Le remplacement de la chaudière gaz collective par une pompe à chaleur collective est l'un des leviers les plus efficaces pour améliorer l'étiquette DPE de l'ensemble des logements :

  • Gain typique : 1 à 2 lettres sur le DPE grâce au seul remplacement du chauffage
  • Combiné à l'isolation : un gain de 3 lettres est envisageable (passage de G à D par exemple)
  • Effet collectif : tous les logements de la copropriété bénéficient de l'amélioration en une seule opération
  • Financement optimal : le bonus passoire +10 % de MaPrimeRénov' s'applique précisément dans ce cas

Pour une copropriété classée F ou G, l'installation d'une PAC collective permet de débloquer le bonus passoire énergétique et d'accéder aux taux de financement les plus élevés. Consultez notre page aides financières.

Les travaux complémentaires à envisager

Pour maximiser le gain sur le DPE, l'installation de la PAC peut être combinée avec :

  • Isolation thermique par l'extérieur (ITE) : traitement des murs, technique la plus efficace mais coûteuse
  • Isolation de la toiture : particulièrement efficace pour les derniers étages
  • Isolation du plancher bas : traitement du plafond de la cave ou du parking souterrain
  • Remplacement des fenêtres : double ou triple vitrage en parties privatives
  • Ventilation mécanique : VMC simple ou double flux pour les parties communes

Un audit énergétique préalable permet d'identifier les travaux les plus impactants et d'optimiser le rapport coût/gain énergétique. Demandez un devis gratuit pour votre projet.

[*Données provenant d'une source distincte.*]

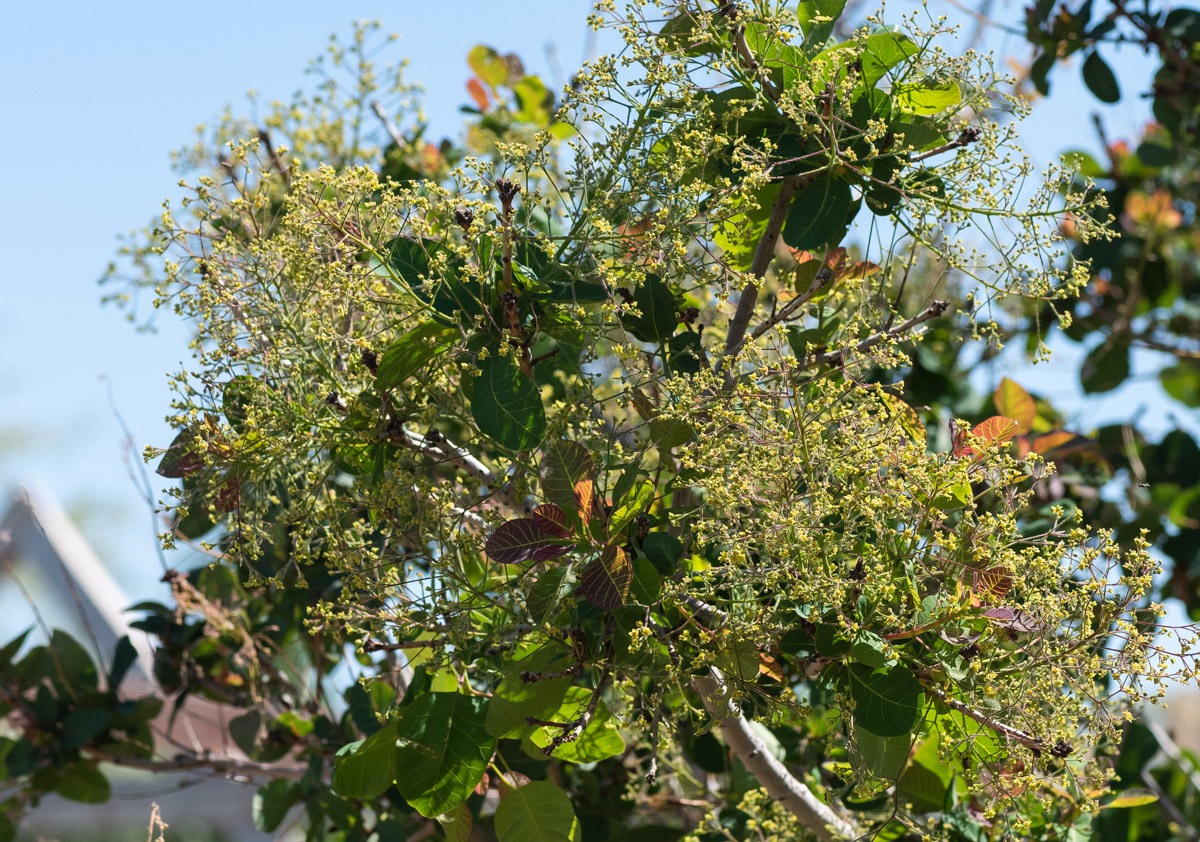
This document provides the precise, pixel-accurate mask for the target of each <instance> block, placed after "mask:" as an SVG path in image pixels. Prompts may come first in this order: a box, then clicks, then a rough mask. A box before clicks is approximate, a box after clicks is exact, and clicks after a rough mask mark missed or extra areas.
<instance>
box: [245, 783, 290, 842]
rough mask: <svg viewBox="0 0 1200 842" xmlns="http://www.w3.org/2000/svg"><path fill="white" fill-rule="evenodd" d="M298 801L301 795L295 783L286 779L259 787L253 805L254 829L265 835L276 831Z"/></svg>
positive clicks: (252, 816) (253, 801)
mask: <svg viewBox="0 0 1200 842" xmlns="http://www.w3.org/2000/svg"><path fill="white" fill-rule="evenodd" d="M298 800H299V793H296V790H295V787H294V786H293V782H292V781H288V780H286V778H278V780H275V781H271V782H270V783H268V784H266V786H265V787H259V789H258V792H257V793H254V800H253V804H252V805H251V816H252V817H253V820H254V828H256V829H257V830H259V831H262V832H264V834H269V832H271V831H274V830H275V829H276V828H278V826H280V823H281V822H283V819H284V818H286V817H287V814H288V810H290V808H292V805H293V804H295V802H296V801H298Z"/></svg>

Conséquences financières pour les copropriétaires bailleurs

L'interdiction de location a des conséquences financières directes :

  • Perte de revenus locatifs : un logement G ne peut plus être loué, soit une perte mensuelle de 500 à 1 500 € en IDF
  • Dépréciation du bien : un logement interdit à la location perd 10 à 20 % de sa valeur à la revente
  • Risque juridique : un locataire en place peut saisir le juge pour obtenir une mise en conformité
  • Gel des loyers : les logements classés F et G ne peuvent plus faire l'objet d'une augmentation de loyer depuis 2022

Investir dans la rénovation énergétique est donc non seulement une obligation légale mais aussi un calcul financier rationnel. Le coût des travaux est largement compensé par les aides publiques et la valorisation du patrimoine.

FAQ

Mon locataire actuel peut-il rester si mon logement est classé G ?

Le bail en cours reste valide, mais il ne peut pas être renouvelé ni le loyer augmenté. Lors du renouvellement, le locataire peut exiger la réalisation de travaux d'amélioration énergétique. Si les travaux ne sont pas réalisés, le juge peut imposer une réduction de loyer, voire la résiliation du bail aux torts du bailleur.

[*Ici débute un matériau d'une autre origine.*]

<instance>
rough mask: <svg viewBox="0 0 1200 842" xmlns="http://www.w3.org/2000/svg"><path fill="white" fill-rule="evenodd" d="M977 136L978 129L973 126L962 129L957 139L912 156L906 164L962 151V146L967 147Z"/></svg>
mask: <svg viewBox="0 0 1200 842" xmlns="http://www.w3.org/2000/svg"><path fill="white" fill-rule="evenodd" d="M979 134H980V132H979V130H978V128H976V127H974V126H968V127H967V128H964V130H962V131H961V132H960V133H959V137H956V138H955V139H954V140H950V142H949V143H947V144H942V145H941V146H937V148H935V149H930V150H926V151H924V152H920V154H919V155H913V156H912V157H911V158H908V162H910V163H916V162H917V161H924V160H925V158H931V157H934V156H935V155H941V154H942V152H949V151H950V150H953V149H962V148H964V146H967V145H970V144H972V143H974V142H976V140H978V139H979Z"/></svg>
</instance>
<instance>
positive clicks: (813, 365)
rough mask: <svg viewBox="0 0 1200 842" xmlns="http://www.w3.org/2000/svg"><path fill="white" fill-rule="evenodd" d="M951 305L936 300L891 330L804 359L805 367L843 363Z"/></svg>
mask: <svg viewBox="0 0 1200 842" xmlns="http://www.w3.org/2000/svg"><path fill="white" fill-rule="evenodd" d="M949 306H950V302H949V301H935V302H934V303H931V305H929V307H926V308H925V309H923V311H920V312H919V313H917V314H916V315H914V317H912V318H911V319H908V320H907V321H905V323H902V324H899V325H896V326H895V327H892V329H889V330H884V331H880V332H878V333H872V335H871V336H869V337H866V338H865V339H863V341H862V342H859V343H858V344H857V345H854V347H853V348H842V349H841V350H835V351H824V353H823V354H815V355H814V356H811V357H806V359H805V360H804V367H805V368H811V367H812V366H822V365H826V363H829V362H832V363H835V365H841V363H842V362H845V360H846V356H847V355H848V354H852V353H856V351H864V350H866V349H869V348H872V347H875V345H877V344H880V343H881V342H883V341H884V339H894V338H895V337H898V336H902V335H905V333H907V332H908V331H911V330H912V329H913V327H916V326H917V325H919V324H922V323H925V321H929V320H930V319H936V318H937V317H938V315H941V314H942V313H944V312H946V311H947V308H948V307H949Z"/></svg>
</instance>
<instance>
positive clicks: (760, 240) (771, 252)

Puis-je réaliser des travaux individuels pour améliorer mon DPE sans attendre la copropriété ?

Des travaux en parties privatives (remplacement de fenêtres, isolation intérieure) peuvent améliorer votre DPE d'une demi-lettre à une lettre. Cependant, si le chauffage collectif reste une chaudière gaz ancienne, le gain sera limité. La solution la plus efficace reste l'action collective. Vérifiez votre éligibilité aux aides collectives.

Que se passe-t-il si la copropriété refuse de voter les travaux ?

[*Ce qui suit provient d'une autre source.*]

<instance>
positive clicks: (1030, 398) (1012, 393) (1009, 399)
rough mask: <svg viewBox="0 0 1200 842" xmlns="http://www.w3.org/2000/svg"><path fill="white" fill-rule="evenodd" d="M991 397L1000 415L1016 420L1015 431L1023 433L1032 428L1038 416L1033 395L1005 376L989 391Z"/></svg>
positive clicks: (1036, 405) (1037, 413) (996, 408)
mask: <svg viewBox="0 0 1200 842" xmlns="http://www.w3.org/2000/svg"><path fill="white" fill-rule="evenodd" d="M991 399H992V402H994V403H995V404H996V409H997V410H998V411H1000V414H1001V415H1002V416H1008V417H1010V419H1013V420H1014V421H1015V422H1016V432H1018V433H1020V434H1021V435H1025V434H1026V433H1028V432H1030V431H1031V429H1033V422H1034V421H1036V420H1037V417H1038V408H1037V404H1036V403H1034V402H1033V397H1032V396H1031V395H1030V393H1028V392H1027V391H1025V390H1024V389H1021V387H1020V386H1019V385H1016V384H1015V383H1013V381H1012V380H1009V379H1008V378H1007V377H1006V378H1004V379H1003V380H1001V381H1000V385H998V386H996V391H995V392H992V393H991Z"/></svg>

Si l'AG rejette les travaux de rénovation, les copropriétaires bailleurs impactés par l'interdiction de location peuvent engager une action en justice contre le syndicat des copropriétaires pour trouble de jouissance. La jurisprudence se construit progressivement sur ce sujet. Il est préférable de travailler en amont pour obtenir l'adhésion de la majorité.